Keep Abreast of What CMS Plans for Future ICD-10 Testing

Here’s your chance to see how prepared you are for the new system. 

With the ICD-10 implementation date only months away, CMS is taking a four-pronged approach to ensuring that CMS and Medicare Fee-for-Service (FFS) practices are prepared. Read on to know what to expect, based on what Stacey Shagena with Medicare Contractor Management Group/CMS shared about Medicare’s testing plan during an MLN Connects call “Transitioning to ICD-10” on Nov. 5, 2014. 

The four areas of focus for CMS are: 

  • CMS internal testing of its claims processing system (completed in October 2013)
  • Beta testing tools available from CMS
  • Acknowledgement testing
  • End-to-end testing. 

What’s been accomplished: CMS completed its first Acknowledgement Testing Week with submitters in March 2014. Approximately 2,600 providers, suppliers, billing companies, and clearing houses participated, submitting more than 127,000 claims with ICD-10 codes. The participating group included large and small physician practices or hospitals, ambulatory surgical centers, dialysis centers, home health providers, and ambulance providers. 

Nationally, CMS accepted 89 percent of the test claims, with some regions having an acceptance rate as high as 99 percent, according to Shagena. The normal rate for Medicare FFS claims is 95 to 98 percent. 

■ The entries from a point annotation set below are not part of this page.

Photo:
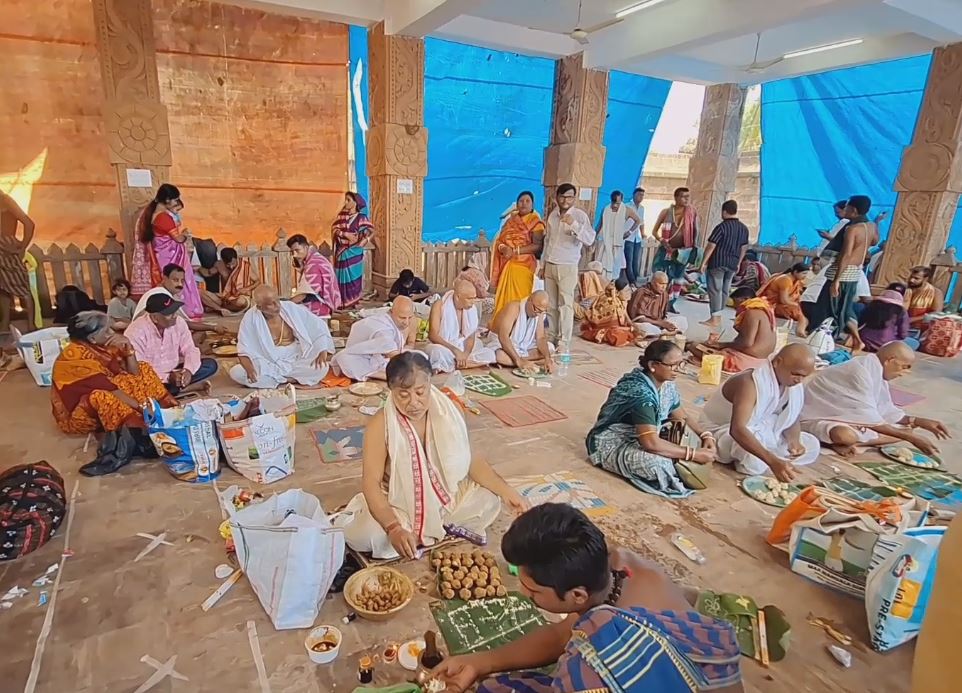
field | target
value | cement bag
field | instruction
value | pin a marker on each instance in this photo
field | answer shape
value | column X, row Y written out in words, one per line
column 289, row 551
column 899, row 583
column 186, row 438
column 39, row 350
column 833, row 538
column 261, row 447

Test your own practice: Providers, billing companies, and other groups can submit acknowledgement test claims at any time until the ICD-10 implementation date to verify that their claims are reaching CMS. In addition, two weeks in 2015 will give providers the chance to submit claims and access real-time help desk assistance (which will also allow CMS to analyze testing data). The dates will be March 2-6, 2015, and June 1-5, 2015. Registration is not required – you simply submit claims and take advantage of the extra help. 

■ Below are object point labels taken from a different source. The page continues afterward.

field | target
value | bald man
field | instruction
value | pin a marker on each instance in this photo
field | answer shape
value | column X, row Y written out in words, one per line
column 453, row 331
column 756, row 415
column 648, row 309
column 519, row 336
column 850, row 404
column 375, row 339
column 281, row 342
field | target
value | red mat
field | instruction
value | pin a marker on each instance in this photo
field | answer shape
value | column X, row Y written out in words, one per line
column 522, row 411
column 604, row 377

End-to-end testing: Providers will have the chance to take part in end-to-end testing with MACs, the Railroad Retirement Board, and the Common Electronic Data Interchange contractor in January, April, and July of 2015. CMS says this testing phase is designed to show that: 

  • Providers and submitters can successfully submit claims with ICD-10 codes to the Medicare FFS system 
  • CMS software changes that were made to support ICD-10 will allow for properly adjudicated claims 
  • The system can produce accurate remittance advices. 

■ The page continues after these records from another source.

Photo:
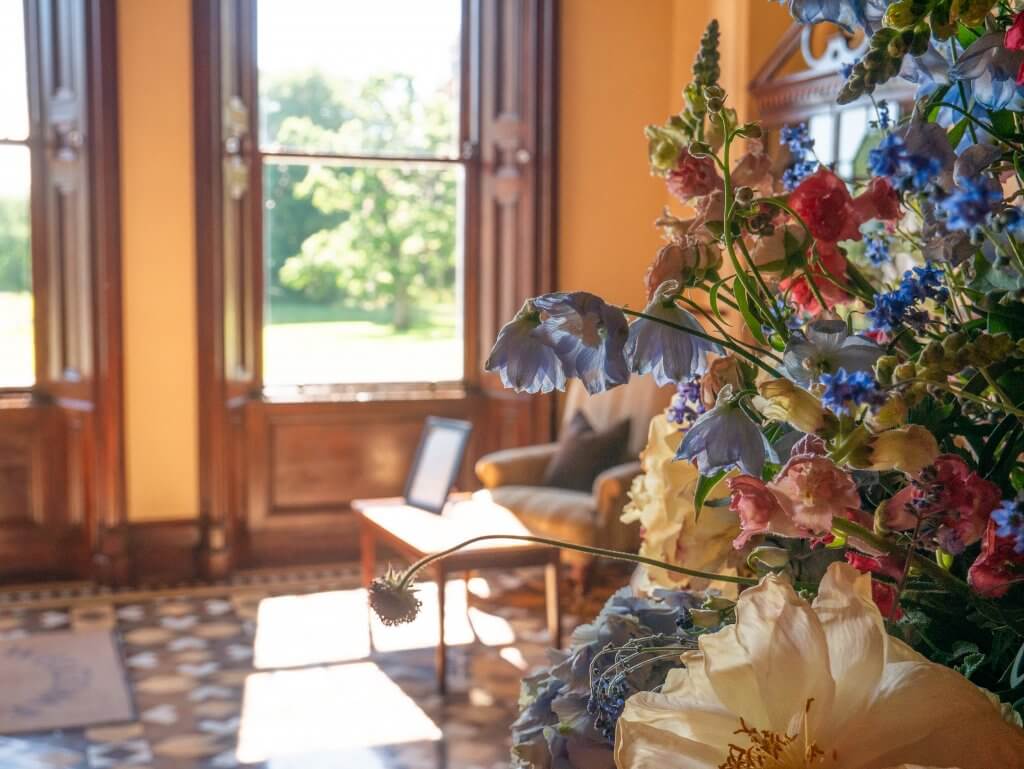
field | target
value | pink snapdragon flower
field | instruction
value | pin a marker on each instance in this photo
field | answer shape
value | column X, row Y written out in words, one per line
column 961, row 499
column 693, row 177
column 801, row 501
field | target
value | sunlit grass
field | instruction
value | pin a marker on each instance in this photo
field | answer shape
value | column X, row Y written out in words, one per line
column 17, row 353
column 313, row 344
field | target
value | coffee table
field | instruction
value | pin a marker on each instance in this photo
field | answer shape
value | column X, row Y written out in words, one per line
column 414, row 532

Approximately 850 providers will take part in each end-to-end testing phase, for a total of 2,550 testers. Each MAC will choose 50 volunteers to participate in each testing round. Each practice will submit 50 claims during their testing week. Once selected, a practice can participate in the following end-to-end testing weeks without re-registering. 

Registration takes place several months before each testing time (volunteers were notified in October if they were selected for the January testing).  

“If you weren’t selected to participate in January, we encourage you to reapply for the subsequent rounds of testing in April and July,” Shagena said. “Information will be on the CMS website in December 2014 about registering for the April week.”